Wie tröstlich! Seit geraumer Zeit verstärkt sich schon der Eindruck, dass das Internet zunehmend ein Raum der Freiheit wird. In dem Maß wie sich internetgestützte Kommunikation als galaktisches Rauschen zu einer radikalen Variante einer ozeanischen Unübersichtlichkeit ausdifferenziert, dehnen sich die Freiheitsgrade ins Unendliche - allerdings nur in den letzten halbwegs zivilisierten Bastionen der westlichen Welt, in denen ein jeder - trotz NSA - sein Ding machen kann.

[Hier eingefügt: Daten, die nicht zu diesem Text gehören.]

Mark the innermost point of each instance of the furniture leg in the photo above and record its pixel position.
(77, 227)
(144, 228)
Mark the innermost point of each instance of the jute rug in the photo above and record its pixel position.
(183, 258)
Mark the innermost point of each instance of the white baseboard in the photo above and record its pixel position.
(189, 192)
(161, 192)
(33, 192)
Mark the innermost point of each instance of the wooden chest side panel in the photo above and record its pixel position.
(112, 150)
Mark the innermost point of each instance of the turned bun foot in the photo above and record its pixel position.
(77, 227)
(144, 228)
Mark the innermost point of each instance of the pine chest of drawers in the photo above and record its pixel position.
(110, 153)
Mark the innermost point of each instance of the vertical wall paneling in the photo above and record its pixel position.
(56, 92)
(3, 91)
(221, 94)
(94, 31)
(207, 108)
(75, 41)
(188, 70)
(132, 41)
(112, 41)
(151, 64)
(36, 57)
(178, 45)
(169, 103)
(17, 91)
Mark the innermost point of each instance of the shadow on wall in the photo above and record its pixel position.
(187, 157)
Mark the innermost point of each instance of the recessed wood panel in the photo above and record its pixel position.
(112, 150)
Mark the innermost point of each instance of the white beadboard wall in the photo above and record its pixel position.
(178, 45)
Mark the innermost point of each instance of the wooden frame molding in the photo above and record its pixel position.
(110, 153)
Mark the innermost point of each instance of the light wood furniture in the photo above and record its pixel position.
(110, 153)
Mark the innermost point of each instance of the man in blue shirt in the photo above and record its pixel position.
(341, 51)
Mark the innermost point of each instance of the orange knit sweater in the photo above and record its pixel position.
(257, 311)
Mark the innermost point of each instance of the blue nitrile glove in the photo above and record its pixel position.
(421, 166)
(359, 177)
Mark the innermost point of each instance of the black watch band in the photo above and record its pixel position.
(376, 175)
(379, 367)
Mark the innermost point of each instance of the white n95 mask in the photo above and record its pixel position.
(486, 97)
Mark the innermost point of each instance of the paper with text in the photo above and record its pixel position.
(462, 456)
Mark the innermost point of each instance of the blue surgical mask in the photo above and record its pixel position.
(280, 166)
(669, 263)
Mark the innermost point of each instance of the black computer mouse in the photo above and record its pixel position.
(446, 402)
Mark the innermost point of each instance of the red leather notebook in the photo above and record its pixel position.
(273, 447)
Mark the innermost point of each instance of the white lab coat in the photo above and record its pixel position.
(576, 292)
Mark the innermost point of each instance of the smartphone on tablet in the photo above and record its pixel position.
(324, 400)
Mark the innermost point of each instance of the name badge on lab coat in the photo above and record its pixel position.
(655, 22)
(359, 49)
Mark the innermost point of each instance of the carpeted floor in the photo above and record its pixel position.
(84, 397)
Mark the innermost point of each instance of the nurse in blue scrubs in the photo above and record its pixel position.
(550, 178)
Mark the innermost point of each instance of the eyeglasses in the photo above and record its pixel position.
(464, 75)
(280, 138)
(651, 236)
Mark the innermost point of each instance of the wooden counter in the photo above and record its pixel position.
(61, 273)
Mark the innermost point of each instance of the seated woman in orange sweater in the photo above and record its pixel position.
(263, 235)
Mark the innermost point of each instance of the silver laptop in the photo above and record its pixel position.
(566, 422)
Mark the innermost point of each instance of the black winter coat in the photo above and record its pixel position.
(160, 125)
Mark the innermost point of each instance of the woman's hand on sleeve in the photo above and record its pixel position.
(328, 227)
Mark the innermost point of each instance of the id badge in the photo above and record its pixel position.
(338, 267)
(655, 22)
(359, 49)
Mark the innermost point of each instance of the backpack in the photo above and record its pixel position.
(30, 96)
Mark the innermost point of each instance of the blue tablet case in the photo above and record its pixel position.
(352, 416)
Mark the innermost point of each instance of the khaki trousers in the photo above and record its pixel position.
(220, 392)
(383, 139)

Allerdings wird diese Freiheit nun bedroht durch Erkenntnisse der Psychologie, die sich ja schon seit mehr als hundert Jahren müht, unser Eigentliches zu enthüllen. Ich vertrete in dieser Hinsicht mit Niklas Luhmann eine radikale Variante in der Abgrenzung von der Psychologie, indem ich seiner Auffassung folge, dass es "für eine Wissenschaft vom Menschen genug Wissen gibt und zwar, wenn man von der Psychologie absieht, allgemeines Wissen, das nicht im Verdacht steht, Vorurteile über den Menschen zu tansportieren" (Niklas Luhmann: Das Erziehungssystem der Gesellschaft, Frankfurt 2002, S. 22).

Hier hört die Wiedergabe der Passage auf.